CF2121A Letter Home

You are given an array of distinct integers $ x_1, x_2, \ldots, x_n $ and an integer $ s $ . Initially, you are at position $ pos = s $ on the $ X $ axis. In one step, you can perform exactly one of the following two actions: - Move from position $ pos $ to position $ pos + 1 $ . - Move from position $ pos $ to position $ pos - 1 $ . A sequence of steps will be considered successful if, during the entire journey, you visit each position $ x_i $ on the $ X $ axis at least once. Note that the initial position $ pos = s $ is also considered visited. Your task is to determine the minimum number of steps in any successful sequence of steps.

Each test consists of multiple test cases. The first line contains a single integer $ t $ ( $ 1 \leq t \leq 1000 $ ) — the number of test cases. The description of the test cases follows. The first line of each test case contains two integers $ n $ and $ s $ ( $ 1 \leq n \leq 10 $ , $ 1 \leq s \leq 100 $ ) — the number of positions to visit and the starting position. The second line of each test case contains $ n $ integers $ x_1, x_2, \ldots, x_n $ ( $ 1 \leq x_i \leq 100 $ ). It is guaranteed that for all $ 1 \leq i < n $ , it holds that $ x_i < x_{i + 1} $ .

For each test case, output the minimum number of steps in any successful sequence of steps.
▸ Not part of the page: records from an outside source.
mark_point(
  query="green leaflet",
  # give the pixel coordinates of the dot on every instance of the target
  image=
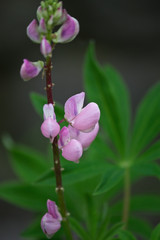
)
(146, 169)
(27, 163)
(27, 196)
(79, 230)
(98, 90)
(146, 124)
(125, 235)
(39, 100)
(141, 203)
(112, 176)
(156, 233)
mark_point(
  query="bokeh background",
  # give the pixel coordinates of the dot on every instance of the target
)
(127, 35)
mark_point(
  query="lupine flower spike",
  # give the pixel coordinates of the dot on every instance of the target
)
(51, 221)
(49, 128)
(30, 70)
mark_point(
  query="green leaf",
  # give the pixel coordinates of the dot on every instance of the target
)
(146, 124)
(98, 90)
(27, 163)
(39, 100)
(125, 235)
(110, 179)
(151, 154)
(156, 233)
(113, 231)
(139, 226)
(33, 230)
(79, 230)
(141, 203)
(121, 96)
(26, 196)
(146, 169)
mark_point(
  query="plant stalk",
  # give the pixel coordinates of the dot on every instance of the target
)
(126, 198)
(56, 158)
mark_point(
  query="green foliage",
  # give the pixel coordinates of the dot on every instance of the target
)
(156, 233)
(93, 188)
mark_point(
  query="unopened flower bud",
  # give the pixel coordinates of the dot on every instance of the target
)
(68, 31)
(50, 225)
(45, 47)
(42, 26)
(30, 70)
(50, 128)
(32, 31)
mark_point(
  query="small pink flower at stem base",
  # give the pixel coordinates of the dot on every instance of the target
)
(30, 70)
(45, 47)
(68, 31)
(32, 31)
(51, 221)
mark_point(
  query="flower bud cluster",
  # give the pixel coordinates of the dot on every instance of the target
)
(51, 221)
(50, 14)
(81, 131)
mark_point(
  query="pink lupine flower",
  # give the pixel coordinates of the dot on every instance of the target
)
(83, 119)
(42, 26)
(68, 31)
(71, 148)
(51, 221)
(32, 31)
(84, 138)
(49, 128)
(45, 47)
(30, 70)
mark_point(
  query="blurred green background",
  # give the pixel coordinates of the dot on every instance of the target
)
(127, 35)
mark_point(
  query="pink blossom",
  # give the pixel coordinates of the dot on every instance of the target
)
(83, 119)
(49, 128)
(51, 221)
(32, 31)
(71, 148)
(30, 70)
(68, 31)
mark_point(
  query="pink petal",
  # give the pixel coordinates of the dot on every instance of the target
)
(32, 31)
(84, 138)
(50, 128)
(50, 225)
(73, 106)
(64, 137)
(45, 47)
(48, 111)
(53, 210)
(72, 151)
(30, 70)
(86, 120)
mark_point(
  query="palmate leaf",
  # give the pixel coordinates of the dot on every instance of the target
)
(27, 196)
(145, 169)
(39, 100)
(146, 124)
(98, 89)
(141, 203)
(156, 233)
(151, 154)
(125, 235)
(112, 176)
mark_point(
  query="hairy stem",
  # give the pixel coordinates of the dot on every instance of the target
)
(56, 158)
(126, 199)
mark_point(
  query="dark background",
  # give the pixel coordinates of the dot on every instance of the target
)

In the first test case, no steps need to be taken, so the only visited position will be $ 1 $ . In the second test case, the following path can be taken: $ 2 \rightarrow 1 $ . The number of steps is $ 1 $ . In the third test case, the following path can be taken: $ 1 \rightarrow 2 $ . The number of steps is $ 1 $ . In the fifth test case, the following path can be taken: $ 2 \rightarrow 1 \rightarrow 2 \rightarrow 3 $ . The number of steps is $ 3 $ .